Le gouverneur de la Banque du Canada, Tiff Macklem, a déclaré en décembre 2025 que les stablecoins devraient être indexés un pour un à la monnaie de la banque centrale et garantis par des actifs gouvernementaux liquides afin que les utilisateurs puissent les échanger contre des espèces à parité. Il a déclaré que les émetteurs devraient fournir des informations claires sur les conditions de remboursement, les frais et les délais tout en maintenant une résilience opérationnelle suffisante.

Le budget fédéral canadien de 2025 comprenait des dispositions pour un nouveau cadre réglementaire des stablecoins, la Banque du Canada devant recevoir 10 millions de dollars canadiens sur deux ans à partir de 2026 pour administrer le régime.

La législation prévue modifierait la Loi sur les activités de paiement de détail afin de couvrir les fournisseurs de services de paiement traitant des transactions de stablecoins et inclurait des garanties de sécurité nationale pour les jetons adossés à des monnaies fiduciaires.

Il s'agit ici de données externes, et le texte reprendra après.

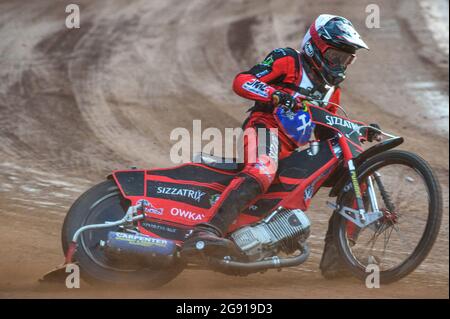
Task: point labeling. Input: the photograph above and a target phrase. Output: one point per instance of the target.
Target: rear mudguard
(364, 156)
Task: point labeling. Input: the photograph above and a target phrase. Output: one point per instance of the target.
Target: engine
(281, 230)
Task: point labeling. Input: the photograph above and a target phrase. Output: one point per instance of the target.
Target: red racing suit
(282, 70)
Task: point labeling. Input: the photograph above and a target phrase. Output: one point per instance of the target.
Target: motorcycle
(130, 228)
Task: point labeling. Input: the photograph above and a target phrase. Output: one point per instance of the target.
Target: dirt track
(75, 104)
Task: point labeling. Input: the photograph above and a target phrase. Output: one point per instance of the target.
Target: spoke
(402, 239)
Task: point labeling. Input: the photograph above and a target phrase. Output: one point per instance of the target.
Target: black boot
(331, 264)
(208, 238)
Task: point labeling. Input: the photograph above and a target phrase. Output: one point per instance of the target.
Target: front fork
(359, 216)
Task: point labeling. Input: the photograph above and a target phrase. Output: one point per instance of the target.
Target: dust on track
(76, 104)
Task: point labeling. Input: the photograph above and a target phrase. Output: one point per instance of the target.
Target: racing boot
(208, 238)
(331, 263)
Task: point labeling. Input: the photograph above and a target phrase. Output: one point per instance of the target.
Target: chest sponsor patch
(193, 195)
(256, 87)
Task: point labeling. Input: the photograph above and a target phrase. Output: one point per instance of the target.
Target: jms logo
(256, 87)
(334, 120)
(186, 214)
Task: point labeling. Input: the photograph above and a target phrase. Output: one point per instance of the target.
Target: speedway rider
(328, 47)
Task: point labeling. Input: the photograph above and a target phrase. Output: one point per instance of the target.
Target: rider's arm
(254, 84)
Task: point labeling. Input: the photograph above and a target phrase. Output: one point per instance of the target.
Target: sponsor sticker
(256, 87)
(149, 208)
(190, 194)
(309, 49)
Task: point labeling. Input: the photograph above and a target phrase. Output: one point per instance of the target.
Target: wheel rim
(107, 208)
(396, 238)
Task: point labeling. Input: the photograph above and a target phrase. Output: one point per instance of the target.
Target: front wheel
(409, 195)
(101, 203)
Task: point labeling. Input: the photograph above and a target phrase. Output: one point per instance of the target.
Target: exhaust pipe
(271, 263)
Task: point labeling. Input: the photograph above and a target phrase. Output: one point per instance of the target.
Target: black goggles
(339, 58)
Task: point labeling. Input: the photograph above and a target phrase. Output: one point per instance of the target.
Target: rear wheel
(101, 203)
(410, 198)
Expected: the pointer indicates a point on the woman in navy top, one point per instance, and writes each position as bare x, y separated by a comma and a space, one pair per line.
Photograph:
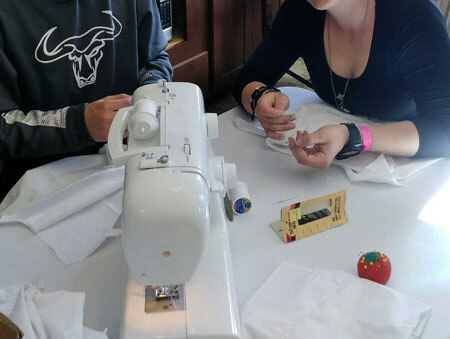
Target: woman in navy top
386, 59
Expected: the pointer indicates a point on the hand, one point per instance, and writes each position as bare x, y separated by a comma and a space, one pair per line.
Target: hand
270, 112
100, 114
326, 142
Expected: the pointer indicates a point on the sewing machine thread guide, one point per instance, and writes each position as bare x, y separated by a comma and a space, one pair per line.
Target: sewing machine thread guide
164, 298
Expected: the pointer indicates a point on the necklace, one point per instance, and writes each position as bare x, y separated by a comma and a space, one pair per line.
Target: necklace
339, 99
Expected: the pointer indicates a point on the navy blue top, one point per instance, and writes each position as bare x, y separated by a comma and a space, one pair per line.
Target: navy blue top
407, 76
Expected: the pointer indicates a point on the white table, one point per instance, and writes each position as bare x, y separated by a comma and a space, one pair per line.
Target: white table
381, 217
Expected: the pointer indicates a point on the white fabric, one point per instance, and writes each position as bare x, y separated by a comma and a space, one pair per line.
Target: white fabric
297, 302
367, 166
71, 204
56, 315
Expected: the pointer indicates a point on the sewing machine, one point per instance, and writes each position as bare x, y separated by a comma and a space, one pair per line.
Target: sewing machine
174, 232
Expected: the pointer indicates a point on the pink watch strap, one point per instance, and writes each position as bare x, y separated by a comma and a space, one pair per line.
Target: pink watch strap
366, 137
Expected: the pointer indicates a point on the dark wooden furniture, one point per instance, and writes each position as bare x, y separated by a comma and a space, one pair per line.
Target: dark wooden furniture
214, 38
189, 49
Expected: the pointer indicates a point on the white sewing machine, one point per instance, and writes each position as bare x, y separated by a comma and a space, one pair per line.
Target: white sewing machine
175, 240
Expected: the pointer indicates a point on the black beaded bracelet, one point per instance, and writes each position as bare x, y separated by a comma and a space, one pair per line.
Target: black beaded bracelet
257, 94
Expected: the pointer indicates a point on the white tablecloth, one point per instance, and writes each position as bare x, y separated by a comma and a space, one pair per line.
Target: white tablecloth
381, 217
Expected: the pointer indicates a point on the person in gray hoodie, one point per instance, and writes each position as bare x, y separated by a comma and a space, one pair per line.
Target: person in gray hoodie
66, 67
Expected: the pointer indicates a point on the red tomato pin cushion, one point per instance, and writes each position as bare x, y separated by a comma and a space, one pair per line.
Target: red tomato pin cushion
374, 266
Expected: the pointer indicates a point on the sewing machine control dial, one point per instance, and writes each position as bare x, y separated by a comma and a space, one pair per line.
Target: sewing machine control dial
151, 161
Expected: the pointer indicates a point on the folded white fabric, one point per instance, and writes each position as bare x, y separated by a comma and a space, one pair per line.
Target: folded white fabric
56, 315
367, 166
70, 204
297, 302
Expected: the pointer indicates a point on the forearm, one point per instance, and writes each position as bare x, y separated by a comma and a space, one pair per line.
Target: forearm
398, 139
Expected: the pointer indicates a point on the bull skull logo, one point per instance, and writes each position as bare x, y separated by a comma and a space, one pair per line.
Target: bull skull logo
85, 50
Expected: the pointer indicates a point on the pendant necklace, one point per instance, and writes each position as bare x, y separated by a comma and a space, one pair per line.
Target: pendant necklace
339, 99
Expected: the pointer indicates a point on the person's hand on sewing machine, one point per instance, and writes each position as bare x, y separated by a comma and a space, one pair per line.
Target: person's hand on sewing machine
100, 114
319, 148
269, 110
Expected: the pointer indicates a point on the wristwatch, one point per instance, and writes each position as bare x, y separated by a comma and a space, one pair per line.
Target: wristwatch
354, 144
257, 94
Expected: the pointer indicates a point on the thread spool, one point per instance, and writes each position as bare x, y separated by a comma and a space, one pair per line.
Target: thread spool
239, 198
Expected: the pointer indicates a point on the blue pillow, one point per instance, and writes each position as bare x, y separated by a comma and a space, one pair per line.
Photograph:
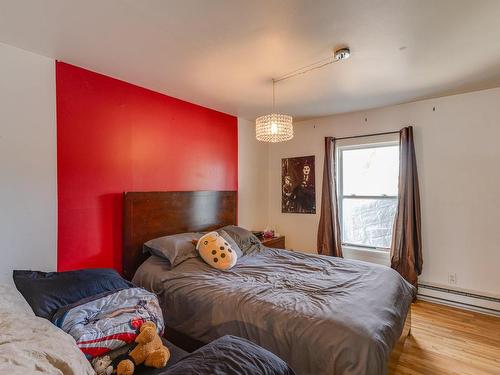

Les actifs numériques en dollars canadiens sont déjà en cours de développement dans le cadre des structures réglementaires existantes. Le CADD de Tetra Digital Group a obtenu le soutien de la garde institutionnelle d'Anchorage Digital en mai après avoir été structuré comme un stablecoin en dollars canadiens garanti un pour un par des dollars canadiens détenus auprès d'une société de fiducie canadienne agréée.

La dernière déclaration du BSIF traite spécifiquement des dépôts offerts par les institutions financières sous réglementation fédérale. Les banques développant de nouveaux produits sont toujours tenues de consulter leurs superviseurs principaux avant le lancement et de se conformer aux exigences existantes du régulateur en matière de technologie, de cybersécurité et de risques liés aux tiers.